Coturn IPv4-Mapped IPv6 Loopback Bypass Vulnerability

A vulnerability in Coturn's handling of IPv4-mapped IPv6 addresses allows for a bypass of loopback restrictions. Coturn is a free, open-source implementation of TURN and STUN servers, commonly configured to block loopback and internal IP ranges. While previous vulnerabilities were addressed, the handling of IPv4-mapped IPv6 addresses was not properly fixed.
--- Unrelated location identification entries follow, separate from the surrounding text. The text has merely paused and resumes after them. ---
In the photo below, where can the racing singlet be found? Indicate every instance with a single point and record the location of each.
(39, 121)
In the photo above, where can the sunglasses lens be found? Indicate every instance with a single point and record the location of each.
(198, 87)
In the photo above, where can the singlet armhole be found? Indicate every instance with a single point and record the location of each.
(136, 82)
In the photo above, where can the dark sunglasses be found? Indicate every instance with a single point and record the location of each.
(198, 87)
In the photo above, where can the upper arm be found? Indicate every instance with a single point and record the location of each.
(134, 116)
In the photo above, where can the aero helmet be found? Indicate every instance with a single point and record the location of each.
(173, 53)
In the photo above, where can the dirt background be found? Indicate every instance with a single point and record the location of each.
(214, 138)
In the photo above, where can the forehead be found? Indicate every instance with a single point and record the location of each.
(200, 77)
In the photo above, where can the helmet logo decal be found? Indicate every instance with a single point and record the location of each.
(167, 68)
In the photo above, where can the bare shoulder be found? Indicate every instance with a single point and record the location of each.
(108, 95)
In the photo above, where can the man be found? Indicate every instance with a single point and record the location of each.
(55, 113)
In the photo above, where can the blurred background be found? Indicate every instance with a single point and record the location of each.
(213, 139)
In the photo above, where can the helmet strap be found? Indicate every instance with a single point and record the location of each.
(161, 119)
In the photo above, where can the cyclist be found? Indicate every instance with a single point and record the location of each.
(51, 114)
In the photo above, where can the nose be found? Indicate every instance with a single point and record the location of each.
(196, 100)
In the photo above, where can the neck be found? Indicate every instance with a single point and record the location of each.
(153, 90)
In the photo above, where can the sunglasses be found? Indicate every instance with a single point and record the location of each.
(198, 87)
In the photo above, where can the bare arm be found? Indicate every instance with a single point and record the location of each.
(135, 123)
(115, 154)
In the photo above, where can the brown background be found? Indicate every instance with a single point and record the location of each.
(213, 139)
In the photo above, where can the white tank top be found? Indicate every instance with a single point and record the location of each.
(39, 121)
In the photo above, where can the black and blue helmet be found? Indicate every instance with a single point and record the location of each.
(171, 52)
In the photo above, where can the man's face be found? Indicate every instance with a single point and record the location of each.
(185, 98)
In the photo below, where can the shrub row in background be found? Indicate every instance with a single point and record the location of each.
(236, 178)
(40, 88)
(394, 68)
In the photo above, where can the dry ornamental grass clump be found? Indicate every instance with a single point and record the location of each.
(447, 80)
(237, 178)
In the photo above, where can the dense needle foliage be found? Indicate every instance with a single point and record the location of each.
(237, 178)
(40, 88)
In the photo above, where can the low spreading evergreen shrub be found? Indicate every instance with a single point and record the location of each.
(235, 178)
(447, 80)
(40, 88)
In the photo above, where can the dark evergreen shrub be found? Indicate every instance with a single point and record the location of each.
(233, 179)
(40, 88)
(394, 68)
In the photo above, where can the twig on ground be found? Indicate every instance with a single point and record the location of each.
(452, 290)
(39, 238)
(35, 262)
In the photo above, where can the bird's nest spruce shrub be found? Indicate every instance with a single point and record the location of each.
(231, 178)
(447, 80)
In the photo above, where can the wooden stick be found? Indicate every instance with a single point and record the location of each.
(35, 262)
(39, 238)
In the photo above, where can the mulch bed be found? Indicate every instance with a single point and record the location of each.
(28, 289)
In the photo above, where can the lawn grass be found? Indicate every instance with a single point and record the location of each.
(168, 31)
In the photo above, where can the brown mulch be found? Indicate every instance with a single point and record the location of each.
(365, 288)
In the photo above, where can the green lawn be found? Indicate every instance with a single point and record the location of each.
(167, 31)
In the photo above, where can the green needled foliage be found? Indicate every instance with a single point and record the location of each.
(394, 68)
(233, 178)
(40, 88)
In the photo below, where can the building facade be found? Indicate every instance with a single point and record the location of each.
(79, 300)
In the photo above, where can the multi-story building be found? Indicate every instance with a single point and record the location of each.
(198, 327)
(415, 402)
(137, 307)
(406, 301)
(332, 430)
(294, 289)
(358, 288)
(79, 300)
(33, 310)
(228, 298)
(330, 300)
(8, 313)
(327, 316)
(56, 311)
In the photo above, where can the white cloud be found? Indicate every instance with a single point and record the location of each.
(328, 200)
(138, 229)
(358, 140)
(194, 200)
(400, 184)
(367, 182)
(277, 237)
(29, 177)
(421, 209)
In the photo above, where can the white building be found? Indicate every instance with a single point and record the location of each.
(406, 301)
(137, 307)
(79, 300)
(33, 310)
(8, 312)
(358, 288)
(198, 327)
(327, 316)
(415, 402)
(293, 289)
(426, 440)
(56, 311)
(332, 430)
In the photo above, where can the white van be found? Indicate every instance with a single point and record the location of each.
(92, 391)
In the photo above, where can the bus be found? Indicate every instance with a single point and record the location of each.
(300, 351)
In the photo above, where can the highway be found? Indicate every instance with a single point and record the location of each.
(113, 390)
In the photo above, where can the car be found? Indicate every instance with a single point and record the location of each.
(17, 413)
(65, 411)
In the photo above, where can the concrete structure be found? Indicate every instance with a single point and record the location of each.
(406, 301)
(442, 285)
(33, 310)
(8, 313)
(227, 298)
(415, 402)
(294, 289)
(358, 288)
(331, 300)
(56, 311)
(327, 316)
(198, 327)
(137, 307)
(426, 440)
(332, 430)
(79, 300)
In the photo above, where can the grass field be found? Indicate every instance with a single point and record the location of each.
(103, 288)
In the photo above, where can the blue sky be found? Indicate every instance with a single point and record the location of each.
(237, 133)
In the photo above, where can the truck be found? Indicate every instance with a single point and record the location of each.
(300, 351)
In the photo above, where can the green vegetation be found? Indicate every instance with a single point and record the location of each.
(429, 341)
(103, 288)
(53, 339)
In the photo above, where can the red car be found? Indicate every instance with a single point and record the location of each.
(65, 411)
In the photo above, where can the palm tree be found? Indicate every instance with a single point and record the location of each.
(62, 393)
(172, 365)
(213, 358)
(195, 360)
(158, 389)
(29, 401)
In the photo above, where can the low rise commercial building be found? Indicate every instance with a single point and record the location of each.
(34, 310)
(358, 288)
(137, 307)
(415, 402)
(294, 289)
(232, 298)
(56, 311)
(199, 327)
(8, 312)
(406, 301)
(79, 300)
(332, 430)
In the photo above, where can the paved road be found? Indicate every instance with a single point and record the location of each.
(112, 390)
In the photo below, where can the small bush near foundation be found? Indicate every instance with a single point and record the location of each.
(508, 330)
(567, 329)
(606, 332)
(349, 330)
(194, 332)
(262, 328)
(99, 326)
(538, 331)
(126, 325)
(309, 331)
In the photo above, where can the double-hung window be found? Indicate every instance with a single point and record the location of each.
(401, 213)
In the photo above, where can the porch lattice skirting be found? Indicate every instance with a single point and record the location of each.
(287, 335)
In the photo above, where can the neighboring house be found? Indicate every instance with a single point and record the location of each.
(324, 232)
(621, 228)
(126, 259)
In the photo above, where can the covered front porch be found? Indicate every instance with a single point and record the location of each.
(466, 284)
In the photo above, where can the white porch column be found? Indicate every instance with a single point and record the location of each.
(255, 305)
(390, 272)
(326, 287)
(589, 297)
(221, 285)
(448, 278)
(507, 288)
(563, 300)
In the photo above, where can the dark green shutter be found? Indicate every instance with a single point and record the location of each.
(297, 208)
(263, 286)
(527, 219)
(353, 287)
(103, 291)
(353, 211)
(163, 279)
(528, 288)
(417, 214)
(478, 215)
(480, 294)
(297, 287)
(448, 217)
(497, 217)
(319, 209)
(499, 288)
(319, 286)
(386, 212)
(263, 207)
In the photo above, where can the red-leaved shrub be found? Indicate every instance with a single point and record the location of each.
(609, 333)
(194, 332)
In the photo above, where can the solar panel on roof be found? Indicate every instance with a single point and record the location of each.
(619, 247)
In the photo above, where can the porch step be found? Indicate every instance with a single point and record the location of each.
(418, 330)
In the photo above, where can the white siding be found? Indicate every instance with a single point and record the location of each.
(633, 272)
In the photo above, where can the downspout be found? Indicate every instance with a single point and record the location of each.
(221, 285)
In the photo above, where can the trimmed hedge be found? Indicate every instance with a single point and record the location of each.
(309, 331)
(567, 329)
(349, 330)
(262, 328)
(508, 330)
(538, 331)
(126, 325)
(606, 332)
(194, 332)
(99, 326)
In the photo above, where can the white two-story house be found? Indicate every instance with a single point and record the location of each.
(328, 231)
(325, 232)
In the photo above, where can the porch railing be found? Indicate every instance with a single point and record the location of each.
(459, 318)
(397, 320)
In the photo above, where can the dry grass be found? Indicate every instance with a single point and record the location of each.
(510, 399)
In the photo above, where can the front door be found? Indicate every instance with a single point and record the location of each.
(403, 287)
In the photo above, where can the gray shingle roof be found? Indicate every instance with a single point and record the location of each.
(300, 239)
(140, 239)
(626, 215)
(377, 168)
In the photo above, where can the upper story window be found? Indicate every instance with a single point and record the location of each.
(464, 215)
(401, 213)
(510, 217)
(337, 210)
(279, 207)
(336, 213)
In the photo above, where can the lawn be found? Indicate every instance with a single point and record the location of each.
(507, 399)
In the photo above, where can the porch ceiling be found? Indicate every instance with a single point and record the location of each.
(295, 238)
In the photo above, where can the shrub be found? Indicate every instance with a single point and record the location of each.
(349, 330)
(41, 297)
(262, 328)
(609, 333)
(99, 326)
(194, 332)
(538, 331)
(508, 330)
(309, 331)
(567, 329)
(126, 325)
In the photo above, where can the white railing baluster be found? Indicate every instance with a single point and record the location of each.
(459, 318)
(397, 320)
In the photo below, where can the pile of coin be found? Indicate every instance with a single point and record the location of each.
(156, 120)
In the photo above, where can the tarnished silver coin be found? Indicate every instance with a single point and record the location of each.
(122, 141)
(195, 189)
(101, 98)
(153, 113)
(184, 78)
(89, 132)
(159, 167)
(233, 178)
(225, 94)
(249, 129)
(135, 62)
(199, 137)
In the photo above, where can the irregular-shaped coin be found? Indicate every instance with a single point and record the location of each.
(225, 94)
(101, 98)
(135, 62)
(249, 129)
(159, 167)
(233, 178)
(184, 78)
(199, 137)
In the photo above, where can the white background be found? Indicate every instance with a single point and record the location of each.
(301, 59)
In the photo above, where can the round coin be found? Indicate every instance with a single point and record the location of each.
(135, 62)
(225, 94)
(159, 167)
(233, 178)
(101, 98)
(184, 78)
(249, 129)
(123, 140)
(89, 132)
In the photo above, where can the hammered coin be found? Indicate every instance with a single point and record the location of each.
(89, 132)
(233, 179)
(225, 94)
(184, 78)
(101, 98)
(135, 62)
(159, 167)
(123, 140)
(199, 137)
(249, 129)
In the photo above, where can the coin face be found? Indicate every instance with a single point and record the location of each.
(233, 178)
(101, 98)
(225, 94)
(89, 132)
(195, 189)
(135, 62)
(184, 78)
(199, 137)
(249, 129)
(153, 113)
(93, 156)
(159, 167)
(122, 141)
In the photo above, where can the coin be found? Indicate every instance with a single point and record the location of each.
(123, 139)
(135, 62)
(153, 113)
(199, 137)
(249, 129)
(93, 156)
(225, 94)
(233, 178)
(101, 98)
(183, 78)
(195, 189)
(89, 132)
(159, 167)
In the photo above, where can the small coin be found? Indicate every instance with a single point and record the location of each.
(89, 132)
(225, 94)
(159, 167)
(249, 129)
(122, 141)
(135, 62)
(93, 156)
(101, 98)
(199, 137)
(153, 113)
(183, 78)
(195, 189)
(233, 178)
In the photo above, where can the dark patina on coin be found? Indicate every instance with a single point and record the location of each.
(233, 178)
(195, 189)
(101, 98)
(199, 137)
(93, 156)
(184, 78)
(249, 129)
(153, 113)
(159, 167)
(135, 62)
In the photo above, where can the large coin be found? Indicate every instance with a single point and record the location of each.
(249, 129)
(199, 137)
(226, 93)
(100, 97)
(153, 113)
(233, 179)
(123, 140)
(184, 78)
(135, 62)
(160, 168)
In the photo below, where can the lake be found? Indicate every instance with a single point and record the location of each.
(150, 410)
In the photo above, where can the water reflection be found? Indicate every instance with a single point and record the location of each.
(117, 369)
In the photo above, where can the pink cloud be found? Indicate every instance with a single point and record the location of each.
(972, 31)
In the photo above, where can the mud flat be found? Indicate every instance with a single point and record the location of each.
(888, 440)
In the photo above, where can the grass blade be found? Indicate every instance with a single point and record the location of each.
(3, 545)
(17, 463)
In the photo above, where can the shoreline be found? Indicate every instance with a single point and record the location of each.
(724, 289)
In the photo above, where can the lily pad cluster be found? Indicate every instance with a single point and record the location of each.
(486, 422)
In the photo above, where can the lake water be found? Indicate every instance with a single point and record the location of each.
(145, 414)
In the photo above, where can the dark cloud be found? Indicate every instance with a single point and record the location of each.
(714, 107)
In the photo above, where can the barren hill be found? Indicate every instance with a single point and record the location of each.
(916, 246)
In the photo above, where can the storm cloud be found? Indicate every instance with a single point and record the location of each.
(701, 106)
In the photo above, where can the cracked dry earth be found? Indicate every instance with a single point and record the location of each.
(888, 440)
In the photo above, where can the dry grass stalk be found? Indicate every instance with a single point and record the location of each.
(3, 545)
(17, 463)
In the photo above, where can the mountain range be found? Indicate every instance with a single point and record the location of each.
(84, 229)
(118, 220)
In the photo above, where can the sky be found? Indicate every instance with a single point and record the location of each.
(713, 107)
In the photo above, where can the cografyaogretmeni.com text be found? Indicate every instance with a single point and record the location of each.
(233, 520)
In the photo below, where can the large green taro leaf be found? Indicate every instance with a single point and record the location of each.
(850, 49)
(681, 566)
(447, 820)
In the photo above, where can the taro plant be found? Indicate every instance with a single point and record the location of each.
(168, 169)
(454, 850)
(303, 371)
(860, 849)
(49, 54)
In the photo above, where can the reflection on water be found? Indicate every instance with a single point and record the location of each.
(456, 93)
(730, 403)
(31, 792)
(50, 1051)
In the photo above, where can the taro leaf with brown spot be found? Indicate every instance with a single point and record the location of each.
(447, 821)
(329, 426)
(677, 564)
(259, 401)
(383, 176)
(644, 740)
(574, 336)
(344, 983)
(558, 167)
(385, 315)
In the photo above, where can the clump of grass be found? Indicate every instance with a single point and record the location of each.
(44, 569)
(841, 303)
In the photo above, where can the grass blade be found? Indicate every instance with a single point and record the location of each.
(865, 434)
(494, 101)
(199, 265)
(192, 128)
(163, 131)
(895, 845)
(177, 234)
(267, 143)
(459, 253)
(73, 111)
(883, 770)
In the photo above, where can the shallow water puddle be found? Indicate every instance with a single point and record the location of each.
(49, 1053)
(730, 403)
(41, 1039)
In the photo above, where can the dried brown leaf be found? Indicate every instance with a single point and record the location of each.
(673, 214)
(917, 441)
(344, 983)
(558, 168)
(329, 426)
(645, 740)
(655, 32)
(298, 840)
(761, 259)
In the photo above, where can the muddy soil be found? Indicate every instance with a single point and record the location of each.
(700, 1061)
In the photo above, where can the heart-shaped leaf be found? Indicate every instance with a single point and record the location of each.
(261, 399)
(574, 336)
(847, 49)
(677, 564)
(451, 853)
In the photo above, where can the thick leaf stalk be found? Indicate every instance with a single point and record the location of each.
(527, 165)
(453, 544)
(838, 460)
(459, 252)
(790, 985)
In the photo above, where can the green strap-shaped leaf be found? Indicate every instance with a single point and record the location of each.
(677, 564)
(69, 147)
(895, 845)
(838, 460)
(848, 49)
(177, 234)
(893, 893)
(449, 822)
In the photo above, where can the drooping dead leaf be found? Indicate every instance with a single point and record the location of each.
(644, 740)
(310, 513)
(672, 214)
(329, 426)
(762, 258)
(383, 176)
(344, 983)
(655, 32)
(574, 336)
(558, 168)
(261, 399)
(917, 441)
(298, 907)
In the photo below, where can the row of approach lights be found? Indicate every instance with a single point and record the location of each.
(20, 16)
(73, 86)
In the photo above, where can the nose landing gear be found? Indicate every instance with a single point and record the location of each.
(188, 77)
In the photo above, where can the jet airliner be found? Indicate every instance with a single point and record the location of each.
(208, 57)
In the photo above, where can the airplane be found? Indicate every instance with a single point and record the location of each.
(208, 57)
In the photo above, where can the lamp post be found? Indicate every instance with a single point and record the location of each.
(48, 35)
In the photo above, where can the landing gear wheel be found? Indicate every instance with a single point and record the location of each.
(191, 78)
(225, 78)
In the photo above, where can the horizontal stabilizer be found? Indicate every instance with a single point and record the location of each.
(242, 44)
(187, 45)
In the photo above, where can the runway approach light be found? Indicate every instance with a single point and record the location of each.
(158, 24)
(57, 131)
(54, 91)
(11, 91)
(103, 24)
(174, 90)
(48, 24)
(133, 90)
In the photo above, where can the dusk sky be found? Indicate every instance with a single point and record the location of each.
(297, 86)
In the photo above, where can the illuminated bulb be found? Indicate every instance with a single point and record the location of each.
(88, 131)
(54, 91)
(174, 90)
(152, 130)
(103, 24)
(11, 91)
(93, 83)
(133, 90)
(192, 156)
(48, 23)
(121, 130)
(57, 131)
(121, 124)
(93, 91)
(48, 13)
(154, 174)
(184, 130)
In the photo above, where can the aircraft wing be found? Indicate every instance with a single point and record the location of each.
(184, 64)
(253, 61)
This vulnerability affects Coturn versions prior to 4.5.2 and version 4.8.0.

Impact

Exploitation of this vulnerability allows for the bypass of 'denied-peer-ip' rules, enabling the use of loopback and other internal addresses as peers, which can lead to unauthorized data relay.

Reproduction

The vulnerability can be reproduced by sending 'CreatePermission' or 'ChannelBind' requests with the 'XOR-PEER-ADDRESS' value set to an IPv4-mapped IPv6 address, such as '::ffff:127.0.0.1', to a Coturn server that has not explicitly denied such addresses. The server will respond successfully, bypassing the default loopback protections.

Remediation

Users should upgrade to Coturn version 4.5.2 or later, and explicitly deny IPv4-mapped addresses in their 'denied-peer-ip' settings.